Михаил Шейнкер: Я помню, как просто приходя в квартиру к Анне Ивановне и Всеволоду Николаевичу, я видел картины, стоящие в углах.

Галина Зыкова: Висящие на стенах тоже.

Михаил Шейнкер: Я сначала с горьким чувством смотрел. То, что на стенах висело, это было уже знакомо. Но было видно, что стоит еще множество всего.

Галина Зыкова: Также лежит.

Михаил Шейнкер: Лежит, стоит, по-разному заштабелированные.

Галина Зыкова: Но и в папках. Графика была в папках.

Михаил Шейнкер: Ну, и в папках, конечно. Понятно было, что это грандиозная коллекция. На вашем сайте описание переданного 300 единиц числится.

Галина Зыкова: 335.

Анна Чудецкая: Я думаю, что около 500 где-то.

Елена Фанайлова: Существует сайт, посвященный Некрасову?

Галина Зыкова: Да. Мы с Леной делаем такой сайт, где есть и сканы рабочих рукописей и машинописи, то, что существует в Word, выложено в Word, и аудио, и фотографии коллекции целиком как переданного, так и не переданного. Тут я хотела вспомнить, где это лежало до того, как попало в музей, еще кое-что для того, чтобы поблагодарить людей. После смерти Всеволода Николаевича (они с женой умерли практически одновременно, она чуть попозже, он чуть пораньше) стало ясно, что коллекция, которая потенциально, конечно, стоила много, не может быть оставлена в пустой квартире. Ее как-то надо хранить. И тогда были сделаны две вещи друзьями. Во-первых, Эрик Владимирович Булатов дал деньги для профессиональной съемки фотографической всей коллекции. И это было организовано и осуществлено нашими друзьями Яном и Аленой Махониными. Он чешский журналист, она – филолог.

Елена Фанайлова: Они не раз бывали гостями Радио Свобода.

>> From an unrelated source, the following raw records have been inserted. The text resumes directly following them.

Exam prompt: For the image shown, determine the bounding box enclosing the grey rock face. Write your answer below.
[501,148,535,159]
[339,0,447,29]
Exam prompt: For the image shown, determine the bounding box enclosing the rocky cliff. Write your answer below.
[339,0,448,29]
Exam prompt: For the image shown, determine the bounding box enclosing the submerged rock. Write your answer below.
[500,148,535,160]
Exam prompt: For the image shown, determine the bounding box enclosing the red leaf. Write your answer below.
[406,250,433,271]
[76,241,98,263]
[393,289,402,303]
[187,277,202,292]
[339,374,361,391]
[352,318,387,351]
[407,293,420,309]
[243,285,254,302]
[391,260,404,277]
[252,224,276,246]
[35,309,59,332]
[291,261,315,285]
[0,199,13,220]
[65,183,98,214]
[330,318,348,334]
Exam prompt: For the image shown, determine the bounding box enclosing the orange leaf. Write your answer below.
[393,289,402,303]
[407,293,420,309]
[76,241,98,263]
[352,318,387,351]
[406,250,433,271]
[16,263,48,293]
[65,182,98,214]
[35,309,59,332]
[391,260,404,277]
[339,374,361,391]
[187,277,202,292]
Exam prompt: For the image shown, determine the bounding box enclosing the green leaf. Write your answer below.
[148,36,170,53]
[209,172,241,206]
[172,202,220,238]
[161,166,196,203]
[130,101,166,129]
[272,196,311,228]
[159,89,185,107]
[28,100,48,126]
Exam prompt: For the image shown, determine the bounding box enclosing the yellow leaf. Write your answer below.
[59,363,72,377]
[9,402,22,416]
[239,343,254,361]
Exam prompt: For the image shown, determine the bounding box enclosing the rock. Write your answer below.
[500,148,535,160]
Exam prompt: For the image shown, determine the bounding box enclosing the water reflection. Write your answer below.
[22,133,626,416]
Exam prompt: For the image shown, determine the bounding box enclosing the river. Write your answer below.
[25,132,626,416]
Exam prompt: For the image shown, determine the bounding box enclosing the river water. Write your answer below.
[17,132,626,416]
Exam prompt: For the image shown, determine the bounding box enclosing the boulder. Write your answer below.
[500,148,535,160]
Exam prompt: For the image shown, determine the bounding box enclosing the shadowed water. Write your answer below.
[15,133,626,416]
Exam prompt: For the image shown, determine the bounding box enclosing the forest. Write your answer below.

Галина Зыкова: Спасибо ребятам большое. Потому что деньги деньгами, но это надо было организовать. Они организовали. И с тех пор мы неоднократно этими фотографиями, профессионально выполненными, пользовались по делу. Во-вторых, ребята устроили перенос коллекции в здание посольства Чехии в России, где эта коллекция лежала. И оттуда она уже переехала в Пушкинский музей. Таким образом, была обеспечена охрана.

Елена Фанайлова: Аня, есть какие-то добавления к этой почти детективной истории?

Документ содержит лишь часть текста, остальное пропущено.